Puerto Rico distributor sues Stryker over contract termination
RMC’s lawsuit alleges breach of contract and seeks $4.9 million in damages along with supply reinstatement.
San Juan-based RMC Orthopedic & Surgical Inc. (RMC), a distributor of orthopedic medical devices, has filed a lawsuit against Stryker Corp. and its subsidiaries, Wright Medical Technology Inc. and Wright Medical Group Inc., alleging breach of contract and violations of Puerto Rico’s Act 75.
The complaint, filed in the U.S. District Court for the District of Puerto Rico, accuses Stryker of unlawfully terminating RMC’s exclusive distribution agreement after more than 30 years of partnership. The lawsuit seeks $4.9 million in damages for lost business, unsold inventory and reputational harm.
Since 1991, RMC had been the exclusive distributor of Wright Medical products in Puerto Rico, supplying hospitals and orthopedic surgeons with specialized devices for reconstructive surgeries.
Over the years, RMC claims it invested heavily in developing the local market, including warehousing inventory, promoting Wright’s brand and training surgeons on product use.
RMC reports the partnership achieved strong sales, even during challenging periods like natural disasters and the COVID-19 pandemic. However, after Stryker acquired Wright Medical in 2020, the relationship reportedly began to change. In January 2022, Stryker allegedly terminated RMC’s distribution agreement without providing a specific cause.
“The termination notice did not comply with section 14 of the Distributor Agreement … nor were any terms or conditions met,” the lawsuit states. Despite the notice, Stryker continued to supply RMC with products until May 2023, creating uncertainty about the contract’s status.
The lawsuit details the financial impact of the termination, with RMC holding $1.2 million in unsold inventory, $2.1 million in lost profits and $1.6 million in goodwill damages.
“Through RMC’s efforts, annual sales for defendants’ lines were robust, increasing year after year,” the filing states.
RMC argues that its contributions were integral to Wright Medical’s success in Puerto Rico and that Stryker’s actions jeopardize both the company and local health care providers.
Beyond financial losses, RMC claims that Stryker’s refusal to supply products has harmed patient care.
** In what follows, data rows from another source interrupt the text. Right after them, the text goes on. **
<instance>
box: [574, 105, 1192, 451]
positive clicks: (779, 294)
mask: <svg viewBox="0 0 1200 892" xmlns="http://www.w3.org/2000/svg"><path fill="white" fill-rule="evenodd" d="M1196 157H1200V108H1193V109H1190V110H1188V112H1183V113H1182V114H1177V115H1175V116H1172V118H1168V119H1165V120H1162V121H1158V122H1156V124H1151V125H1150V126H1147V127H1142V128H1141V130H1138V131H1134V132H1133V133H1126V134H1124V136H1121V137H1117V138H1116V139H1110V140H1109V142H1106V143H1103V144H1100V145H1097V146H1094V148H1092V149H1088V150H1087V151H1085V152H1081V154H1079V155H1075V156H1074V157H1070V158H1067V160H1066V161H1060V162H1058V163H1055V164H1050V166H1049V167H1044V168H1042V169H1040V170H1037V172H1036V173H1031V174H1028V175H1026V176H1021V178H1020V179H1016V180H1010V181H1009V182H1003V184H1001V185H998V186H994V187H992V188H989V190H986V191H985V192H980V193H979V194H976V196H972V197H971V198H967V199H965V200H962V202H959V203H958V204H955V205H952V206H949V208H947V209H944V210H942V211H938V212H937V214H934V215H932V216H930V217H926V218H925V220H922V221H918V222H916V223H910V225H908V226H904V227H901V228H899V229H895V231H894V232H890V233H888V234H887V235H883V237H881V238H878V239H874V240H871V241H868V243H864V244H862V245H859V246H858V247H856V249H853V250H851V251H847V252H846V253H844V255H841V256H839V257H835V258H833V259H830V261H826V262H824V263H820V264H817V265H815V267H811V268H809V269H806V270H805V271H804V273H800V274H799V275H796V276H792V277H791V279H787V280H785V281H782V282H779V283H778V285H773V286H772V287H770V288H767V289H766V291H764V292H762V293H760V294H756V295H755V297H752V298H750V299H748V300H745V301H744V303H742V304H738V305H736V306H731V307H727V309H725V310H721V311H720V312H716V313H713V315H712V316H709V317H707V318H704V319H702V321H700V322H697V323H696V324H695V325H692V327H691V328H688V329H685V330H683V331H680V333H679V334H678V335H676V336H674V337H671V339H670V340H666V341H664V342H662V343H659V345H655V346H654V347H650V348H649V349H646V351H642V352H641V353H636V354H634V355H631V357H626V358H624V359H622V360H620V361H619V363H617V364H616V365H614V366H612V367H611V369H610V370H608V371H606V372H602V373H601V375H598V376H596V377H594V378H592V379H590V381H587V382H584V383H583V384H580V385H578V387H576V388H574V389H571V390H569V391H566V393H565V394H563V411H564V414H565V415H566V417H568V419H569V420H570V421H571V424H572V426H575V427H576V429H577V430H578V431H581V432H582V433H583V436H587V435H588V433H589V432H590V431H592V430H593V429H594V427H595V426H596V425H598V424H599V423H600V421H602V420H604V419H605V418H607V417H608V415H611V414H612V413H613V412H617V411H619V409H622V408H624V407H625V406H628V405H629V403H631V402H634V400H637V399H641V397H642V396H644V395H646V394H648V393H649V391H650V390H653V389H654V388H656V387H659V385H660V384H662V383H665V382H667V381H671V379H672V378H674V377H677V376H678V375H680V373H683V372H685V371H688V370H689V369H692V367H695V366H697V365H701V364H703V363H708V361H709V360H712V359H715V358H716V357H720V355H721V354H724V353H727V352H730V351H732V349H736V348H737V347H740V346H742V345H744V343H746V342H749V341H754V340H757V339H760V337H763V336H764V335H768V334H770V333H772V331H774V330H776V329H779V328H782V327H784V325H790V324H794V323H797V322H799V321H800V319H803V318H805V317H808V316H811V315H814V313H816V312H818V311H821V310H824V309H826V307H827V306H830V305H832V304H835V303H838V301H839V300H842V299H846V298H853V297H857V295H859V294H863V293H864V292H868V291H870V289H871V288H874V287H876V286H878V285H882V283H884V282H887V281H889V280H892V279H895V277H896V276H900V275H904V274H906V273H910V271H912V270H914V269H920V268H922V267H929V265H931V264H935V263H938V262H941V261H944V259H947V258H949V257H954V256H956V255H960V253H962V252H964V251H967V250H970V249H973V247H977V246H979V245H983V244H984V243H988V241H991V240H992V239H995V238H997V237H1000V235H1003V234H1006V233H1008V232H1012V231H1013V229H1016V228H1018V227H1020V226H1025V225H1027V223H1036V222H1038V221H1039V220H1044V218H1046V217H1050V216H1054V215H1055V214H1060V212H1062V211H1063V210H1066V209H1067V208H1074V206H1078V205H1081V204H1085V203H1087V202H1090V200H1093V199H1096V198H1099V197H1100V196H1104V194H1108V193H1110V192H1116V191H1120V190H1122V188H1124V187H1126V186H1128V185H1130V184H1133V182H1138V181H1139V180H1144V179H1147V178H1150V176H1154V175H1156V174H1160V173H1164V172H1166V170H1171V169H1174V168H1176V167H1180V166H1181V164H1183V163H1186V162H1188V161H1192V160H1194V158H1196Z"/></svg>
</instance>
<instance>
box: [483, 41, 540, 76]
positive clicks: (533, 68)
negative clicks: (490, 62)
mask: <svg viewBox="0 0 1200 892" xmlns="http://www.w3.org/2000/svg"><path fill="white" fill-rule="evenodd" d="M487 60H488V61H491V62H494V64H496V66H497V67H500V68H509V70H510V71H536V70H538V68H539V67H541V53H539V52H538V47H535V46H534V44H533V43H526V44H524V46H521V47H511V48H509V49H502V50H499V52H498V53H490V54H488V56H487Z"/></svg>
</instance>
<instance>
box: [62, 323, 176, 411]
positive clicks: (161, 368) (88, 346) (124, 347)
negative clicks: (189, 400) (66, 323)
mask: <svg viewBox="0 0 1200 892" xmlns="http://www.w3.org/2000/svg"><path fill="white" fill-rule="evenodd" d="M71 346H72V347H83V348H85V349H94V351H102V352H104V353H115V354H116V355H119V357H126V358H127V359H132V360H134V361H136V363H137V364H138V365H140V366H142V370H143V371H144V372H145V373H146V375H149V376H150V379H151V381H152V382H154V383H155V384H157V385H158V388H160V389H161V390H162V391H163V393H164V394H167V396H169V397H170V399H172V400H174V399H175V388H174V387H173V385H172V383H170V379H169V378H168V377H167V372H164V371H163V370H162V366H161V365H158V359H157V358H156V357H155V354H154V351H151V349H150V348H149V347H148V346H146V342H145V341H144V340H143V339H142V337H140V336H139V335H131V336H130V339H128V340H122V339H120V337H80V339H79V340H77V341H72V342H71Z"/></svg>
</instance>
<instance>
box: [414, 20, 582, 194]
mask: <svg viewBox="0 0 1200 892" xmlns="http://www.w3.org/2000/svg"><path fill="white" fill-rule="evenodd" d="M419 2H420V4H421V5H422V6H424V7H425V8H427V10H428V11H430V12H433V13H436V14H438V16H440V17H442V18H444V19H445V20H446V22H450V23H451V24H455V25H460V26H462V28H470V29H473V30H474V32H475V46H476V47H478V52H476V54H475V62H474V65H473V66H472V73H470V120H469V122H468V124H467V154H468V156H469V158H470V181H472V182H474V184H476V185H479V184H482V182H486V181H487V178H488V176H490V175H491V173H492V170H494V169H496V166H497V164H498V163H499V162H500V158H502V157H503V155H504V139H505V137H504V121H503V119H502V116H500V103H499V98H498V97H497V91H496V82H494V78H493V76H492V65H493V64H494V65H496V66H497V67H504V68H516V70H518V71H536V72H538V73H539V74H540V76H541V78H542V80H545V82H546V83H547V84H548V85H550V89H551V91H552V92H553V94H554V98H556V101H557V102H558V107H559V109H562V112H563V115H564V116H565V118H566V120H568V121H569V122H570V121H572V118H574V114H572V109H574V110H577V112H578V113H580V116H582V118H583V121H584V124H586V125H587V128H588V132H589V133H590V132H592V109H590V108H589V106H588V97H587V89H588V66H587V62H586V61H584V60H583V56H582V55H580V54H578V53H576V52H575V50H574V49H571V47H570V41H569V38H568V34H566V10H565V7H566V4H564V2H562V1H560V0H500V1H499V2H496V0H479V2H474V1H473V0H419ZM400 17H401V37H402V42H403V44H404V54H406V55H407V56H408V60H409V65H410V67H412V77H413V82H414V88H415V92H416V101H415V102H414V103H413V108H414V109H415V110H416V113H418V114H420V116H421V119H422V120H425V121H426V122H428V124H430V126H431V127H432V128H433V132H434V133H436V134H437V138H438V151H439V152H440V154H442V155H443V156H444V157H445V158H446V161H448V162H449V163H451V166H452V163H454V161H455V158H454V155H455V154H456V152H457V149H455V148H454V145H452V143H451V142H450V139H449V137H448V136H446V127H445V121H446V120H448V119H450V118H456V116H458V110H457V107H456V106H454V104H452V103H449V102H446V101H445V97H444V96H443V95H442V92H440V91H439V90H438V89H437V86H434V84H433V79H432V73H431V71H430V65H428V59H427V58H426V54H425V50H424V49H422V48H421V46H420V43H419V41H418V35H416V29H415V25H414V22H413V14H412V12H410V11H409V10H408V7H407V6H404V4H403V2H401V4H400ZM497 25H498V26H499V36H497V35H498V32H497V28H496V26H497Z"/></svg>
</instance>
Orthopedic surgeons have reportedly expressed “indignation, frustration and concerns” over the lack of access to essential medical devices, forcing some to use alternative products that prolong surgeries and increase risks.
“American citizens in Puerto Rico have been and continue to be deprived of the supply of Wright Medical/Stryker products and technologies,” the complaint alleges, describing the situation as discriminatory compared to mainland U.S. markets.
Puerto Rico’s Act 75, designed to protect local distributors, requires manufacturers to demonstrate just cause before terminating exclusive agreements. RMC contends that Stryker’s actions violate the statute and constitute unfair treatment.